The light-emitting jellyfishAtolla wyvillei
E. Widder/Orca
Biologists know that animals use bioluminescence to survive in other ways as well—to attract mates, lure prey, startle predators, and even attract bigger predators that come swooping in to grab the smaller predators, thus sparing the initial prey. Some animals—for instance the cyclothone, the most common vertebrate in the world—even use light as camouflage during the day as they move about more than 1,000 feet beneath the surface. “The animals emit a remarkably effective dim glow from their bellies that exactly matches the intensity and color of sunlight penetrating from the surface,” Widder explains, “so they aren’t easily seen by predators swimming below them.”

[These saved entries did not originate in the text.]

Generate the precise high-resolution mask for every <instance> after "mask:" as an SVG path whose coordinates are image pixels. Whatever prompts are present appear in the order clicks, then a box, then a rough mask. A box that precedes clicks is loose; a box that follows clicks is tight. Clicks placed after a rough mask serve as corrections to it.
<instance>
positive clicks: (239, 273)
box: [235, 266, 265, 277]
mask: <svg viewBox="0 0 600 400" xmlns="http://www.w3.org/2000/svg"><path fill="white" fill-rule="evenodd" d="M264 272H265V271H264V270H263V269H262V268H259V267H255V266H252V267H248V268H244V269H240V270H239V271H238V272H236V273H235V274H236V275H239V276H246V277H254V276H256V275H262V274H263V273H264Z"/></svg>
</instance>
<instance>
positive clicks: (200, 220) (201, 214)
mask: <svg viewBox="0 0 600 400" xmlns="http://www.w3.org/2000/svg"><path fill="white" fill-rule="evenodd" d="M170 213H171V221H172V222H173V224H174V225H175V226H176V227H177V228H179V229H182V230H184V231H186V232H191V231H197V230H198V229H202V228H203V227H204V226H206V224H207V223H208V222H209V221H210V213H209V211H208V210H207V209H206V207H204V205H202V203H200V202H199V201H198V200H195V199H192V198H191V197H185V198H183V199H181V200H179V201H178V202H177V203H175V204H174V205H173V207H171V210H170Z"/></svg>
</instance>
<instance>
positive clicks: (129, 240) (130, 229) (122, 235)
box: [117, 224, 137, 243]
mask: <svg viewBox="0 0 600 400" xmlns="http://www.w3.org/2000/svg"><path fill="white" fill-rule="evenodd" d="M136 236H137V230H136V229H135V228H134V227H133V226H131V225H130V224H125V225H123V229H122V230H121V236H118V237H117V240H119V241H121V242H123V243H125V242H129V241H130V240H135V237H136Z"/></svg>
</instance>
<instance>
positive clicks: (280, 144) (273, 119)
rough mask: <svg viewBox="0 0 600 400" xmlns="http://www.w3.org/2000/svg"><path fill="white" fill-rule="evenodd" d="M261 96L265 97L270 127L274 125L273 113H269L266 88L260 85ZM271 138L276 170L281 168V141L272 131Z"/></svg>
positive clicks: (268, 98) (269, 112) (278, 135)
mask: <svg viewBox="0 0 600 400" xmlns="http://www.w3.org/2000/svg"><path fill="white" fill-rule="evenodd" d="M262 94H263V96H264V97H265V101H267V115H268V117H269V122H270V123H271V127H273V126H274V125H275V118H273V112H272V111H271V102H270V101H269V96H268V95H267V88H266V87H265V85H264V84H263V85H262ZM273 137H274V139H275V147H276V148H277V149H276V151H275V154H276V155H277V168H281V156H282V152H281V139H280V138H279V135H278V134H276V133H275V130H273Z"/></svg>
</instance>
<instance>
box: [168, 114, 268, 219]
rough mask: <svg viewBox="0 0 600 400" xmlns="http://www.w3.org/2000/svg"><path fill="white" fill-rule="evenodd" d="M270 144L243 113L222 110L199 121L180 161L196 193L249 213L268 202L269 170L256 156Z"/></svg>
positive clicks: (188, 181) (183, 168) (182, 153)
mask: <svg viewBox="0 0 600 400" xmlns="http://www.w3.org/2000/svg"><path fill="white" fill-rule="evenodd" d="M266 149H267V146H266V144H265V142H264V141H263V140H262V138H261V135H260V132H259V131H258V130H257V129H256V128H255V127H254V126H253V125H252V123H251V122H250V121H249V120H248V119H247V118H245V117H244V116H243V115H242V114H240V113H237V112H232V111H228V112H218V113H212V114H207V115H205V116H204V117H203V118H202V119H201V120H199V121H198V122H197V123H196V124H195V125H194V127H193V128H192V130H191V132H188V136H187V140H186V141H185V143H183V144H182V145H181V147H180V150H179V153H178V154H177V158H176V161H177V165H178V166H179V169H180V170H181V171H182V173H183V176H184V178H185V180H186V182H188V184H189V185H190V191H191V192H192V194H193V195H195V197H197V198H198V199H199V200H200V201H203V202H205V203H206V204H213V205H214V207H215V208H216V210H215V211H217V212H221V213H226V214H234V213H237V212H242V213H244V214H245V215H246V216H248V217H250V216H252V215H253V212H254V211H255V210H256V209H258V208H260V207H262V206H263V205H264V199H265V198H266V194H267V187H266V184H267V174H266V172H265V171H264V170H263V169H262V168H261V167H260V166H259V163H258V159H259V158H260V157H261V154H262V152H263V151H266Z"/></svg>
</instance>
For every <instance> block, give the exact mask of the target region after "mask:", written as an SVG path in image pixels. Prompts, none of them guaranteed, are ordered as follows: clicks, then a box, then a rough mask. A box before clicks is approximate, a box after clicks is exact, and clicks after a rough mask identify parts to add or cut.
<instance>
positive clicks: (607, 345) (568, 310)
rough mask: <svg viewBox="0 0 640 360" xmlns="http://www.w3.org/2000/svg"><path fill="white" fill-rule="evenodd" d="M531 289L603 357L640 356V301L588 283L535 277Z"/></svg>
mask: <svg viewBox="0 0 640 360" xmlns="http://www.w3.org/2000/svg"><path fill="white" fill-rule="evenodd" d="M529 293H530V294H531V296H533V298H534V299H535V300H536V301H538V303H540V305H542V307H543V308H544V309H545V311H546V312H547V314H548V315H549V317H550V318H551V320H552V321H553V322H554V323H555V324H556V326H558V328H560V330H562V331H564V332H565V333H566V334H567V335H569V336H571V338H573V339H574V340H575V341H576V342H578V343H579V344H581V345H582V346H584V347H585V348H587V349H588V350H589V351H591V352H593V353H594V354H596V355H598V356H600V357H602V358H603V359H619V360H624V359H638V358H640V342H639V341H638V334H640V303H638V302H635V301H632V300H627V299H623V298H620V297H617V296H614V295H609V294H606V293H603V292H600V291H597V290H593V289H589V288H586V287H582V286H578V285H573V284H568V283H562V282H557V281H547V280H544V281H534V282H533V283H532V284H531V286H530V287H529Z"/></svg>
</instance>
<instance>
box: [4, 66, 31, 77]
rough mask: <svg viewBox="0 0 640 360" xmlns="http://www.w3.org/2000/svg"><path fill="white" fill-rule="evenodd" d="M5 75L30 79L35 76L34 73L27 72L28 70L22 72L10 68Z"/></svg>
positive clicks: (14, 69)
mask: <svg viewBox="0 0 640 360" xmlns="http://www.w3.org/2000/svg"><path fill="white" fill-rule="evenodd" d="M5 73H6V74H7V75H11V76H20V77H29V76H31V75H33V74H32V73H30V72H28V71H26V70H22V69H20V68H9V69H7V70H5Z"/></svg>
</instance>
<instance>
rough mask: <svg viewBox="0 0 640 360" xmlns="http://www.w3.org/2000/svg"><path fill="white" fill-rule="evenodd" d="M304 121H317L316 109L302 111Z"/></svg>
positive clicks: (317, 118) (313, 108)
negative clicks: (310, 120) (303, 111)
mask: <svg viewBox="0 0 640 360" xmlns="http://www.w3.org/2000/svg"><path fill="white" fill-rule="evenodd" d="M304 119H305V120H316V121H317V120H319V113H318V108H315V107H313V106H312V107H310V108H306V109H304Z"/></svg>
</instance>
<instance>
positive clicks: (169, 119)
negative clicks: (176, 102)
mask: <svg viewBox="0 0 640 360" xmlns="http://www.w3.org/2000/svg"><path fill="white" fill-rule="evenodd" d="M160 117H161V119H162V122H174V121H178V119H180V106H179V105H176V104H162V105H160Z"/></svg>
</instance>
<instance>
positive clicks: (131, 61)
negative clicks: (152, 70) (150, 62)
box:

At night these same animals venture up near the surface in what may be the greatest migration in the animal kingdom. “There are no trees or bushes for animals to hide behind in the ocean,” Widder says, “and yet they have to play all the games of hide-and-seek that animals do on land. Prey needs to hide from predators, and predators need to sneak up on prey. So a lot of animals engage in a vertical migration, going down and hiding in the dark depths during the day and coming up and feeding during the night.”
But there is still much to be learned about how and when animals light up. One way of doing this is to imitate the signals and watch for a response. On one dive, Widder carried a blue light affixed to the end of a long pole. “I tried to use light to see if animals would talk back to me,” she says. She did not see any responses and realized it was “naive to think that I was unobtrusive dangling at the end of this cable.”